2. Die Auslieferung des Verfolgten bzw. die Übergabe an die litauischen Justizbehörden zum Zwecke der Strafverfolgung erscheint nach dem durch das EuHbG vom 20. Juli 2006 umgesetzten Rahmenbeschluss des Rates vom 13. Juni 2002 über den Europäischen Haftbefehl und die Übergabeverfahren zwischen den Mitgliedstaaten sowie nach den maßgeblichen Bestimmungen des Achten Teils des IRG auch des Weiteren nicht von vornherein unzulässig (§ 15 Abs. 2 IRG). Gründe, die einer Auslieferung entgegenstehen könnten, sind nicht ersichtlich.
Die Auslieferungsfähigkeit ist nach den §§ 3, 81 Nr. 1 IRG bei einer Strafandrohung des verletzten Tatbestandes von bis zu sechs Jahren Freiheitsstrafe ebenso gegeben wie die beiderseitige Strafbarkeit des dem Ersuchen zugrunde liegenden Tatgeschehens, in Deutschland als Diebstahl nach §§ 242, 243, 244 Abs. 1 Nr. 3, 53 StGB. Verfolgungsverjährung tritt nach Art. 95 des litauischen Strafgesetzbuches frühestens 25 Jahre nach Begehung der Straftat ein.
Der Europäische Haftbefehl enthält überdies die nach § 83a Abs. 1 Nr. 1 bis 6 IRG vorausgesetzten Angaben, insbesondere die jeweils erforderlichen Angaben zur Identität des Verfolgten und dessen Staatsangehörigkeit (§ 83a Abs. 1 Nr. 1 IRG). Ihm ist ferner unter Angabe der Anschrift zu entnehmen, dass der Europäische Haftbefehl – wie oben ausgeführt – von der Generalstaatsanwaltschaft der Republik Litauen (Az.: 14.3.-373/19) am 25. November 2019 ausgestellt worden ist (§ 83a Abs. 1 Nr. 2 IRG). Auch enthält der Europäische Haftbefehl in ausreichendem Maße die in § 83a Abs. 1 Nr. 5 IRG geforderte Beschreibung der Umstände, unter denen die Straftaten begangen sein sollen, einschließlich der Tatzeiten und der Tatorte. Der Umfang des Tatvorwurfs und die konkretisierten Straftatbestände sind hinreichend deutlich bestimmt, auch geht klar hervor, dass der Verfolgte zur Strafverfolgung ausgeliefert werden soll.
3. Bei dem Verfolgten besteht der Haftgrund der Fluchtgefahr gemäß § 15 Abs. 1 Nr. 1 IRG. Der Verfolgte hat im Verurteilungsfalle in Litauen mit der Verhängung einer unbedingten Freiheitsstrafe zu rechnen, was erfahrungsgemäß einen hohen Fluchtanreiz darstellt. Auch verfügt der Verfolgte hierzulande über keine sozialen Bindungen, die der Fluchtgefahr entgegenwirken könnten. Weniger einschneidende Maßnahmen gemäß § 25 IRG bieten daher keine ausreichende Gewähr, die Auslieferung sicherzustellen.

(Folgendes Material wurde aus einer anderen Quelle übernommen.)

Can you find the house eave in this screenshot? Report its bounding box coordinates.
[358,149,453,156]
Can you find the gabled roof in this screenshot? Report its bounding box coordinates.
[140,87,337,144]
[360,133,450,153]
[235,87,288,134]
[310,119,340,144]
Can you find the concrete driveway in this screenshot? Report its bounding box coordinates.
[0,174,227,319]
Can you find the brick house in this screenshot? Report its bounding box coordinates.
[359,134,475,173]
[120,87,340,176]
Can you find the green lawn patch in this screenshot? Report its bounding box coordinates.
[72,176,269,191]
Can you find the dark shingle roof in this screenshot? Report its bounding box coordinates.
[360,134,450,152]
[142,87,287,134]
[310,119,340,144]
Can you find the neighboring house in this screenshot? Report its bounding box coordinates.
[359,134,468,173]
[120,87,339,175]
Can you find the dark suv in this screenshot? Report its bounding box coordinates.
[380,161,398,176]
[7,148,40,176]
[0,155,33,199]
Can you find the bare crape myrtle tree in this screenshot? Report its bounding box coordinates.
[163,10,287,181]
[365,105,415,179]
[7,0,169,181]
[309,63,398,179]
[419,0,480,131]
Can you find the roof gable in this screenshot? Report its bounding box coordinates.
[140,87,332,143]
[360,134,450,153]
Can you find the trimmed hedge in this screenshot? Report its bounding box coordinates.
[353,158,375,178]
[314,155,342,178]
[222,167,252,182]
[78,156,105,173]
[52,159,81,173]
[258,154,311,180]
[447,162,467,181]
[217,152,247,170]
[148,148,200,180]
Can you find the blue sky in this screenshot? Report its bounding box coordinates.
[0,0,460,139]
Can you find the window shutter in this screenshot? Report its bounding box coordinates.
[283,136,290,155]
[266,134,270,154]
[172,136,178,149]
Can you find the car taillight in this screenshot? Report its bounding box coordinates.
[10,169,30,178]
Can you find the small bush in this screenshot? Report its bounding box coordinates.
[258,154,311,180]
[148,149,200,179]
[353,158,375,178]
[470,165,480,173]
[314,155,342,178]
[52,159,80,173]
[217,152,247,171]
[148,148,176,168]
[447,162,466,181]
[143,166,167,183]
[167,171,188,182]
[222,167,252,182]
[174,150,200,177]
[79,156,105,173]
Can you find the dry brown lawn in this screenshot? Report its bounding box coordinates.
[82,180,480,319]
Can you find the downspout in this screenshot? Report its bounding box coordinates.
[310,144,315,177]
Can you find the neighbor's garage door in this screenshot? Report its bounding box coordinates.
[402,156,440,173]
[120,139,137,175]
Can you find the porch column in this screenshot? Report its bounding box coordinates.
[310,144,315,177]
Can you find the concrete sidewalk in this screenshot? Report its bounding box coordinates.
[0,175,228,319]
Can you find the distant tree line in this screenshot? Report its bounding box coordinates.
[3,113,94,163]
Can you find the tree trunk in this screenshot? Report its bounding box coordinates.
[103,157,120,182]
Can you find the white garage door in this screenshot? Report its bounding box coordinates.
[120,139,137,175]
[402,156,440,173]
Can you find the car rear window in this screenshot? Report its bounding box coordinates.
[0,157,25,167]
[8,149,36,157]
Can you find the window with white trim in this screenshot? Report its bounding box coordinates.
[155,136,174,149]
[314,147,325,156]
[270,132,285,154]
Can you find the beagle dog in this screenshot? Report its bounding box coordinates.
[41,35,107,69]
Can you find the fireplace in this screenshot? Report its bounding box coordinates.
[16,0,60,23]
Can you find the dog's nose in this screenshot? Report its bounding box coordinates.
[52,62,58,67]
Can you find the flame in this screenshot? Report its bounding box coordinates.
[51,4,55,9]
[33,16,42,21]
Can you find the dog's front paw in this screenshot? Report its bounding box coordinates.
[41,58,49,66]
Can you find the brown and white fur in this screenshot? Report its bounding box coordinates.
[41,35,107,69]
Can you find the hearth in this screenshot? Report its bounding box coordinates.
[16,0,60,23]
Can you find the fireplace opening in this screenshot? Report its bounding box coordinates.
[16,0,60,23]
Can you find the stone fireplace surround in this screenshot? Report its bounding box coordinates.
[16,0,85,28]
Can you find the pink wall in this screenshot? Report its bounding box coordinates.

Der Grundsatz der Verhältnismäßigkeit steht bei der gegebenen Sachlage der Anordnung der Auslieferungshaft gegen den Verfolgten nicht entgegen.
Da sich der Verfolgte mit einer Auslieferung im vereinfachten Verfahren nicht einverstanden erklärt hat, wird über die Zulässigkeit der Auslieferung nach Litauen gesondert zu entscheiden sein. Es bleibt dem Verfolgten unbenommen, zur Beschleunigung des Auslieferungsverfahrens sich mit dem vereinfachten Verfahren noch einverstanden zu erklären.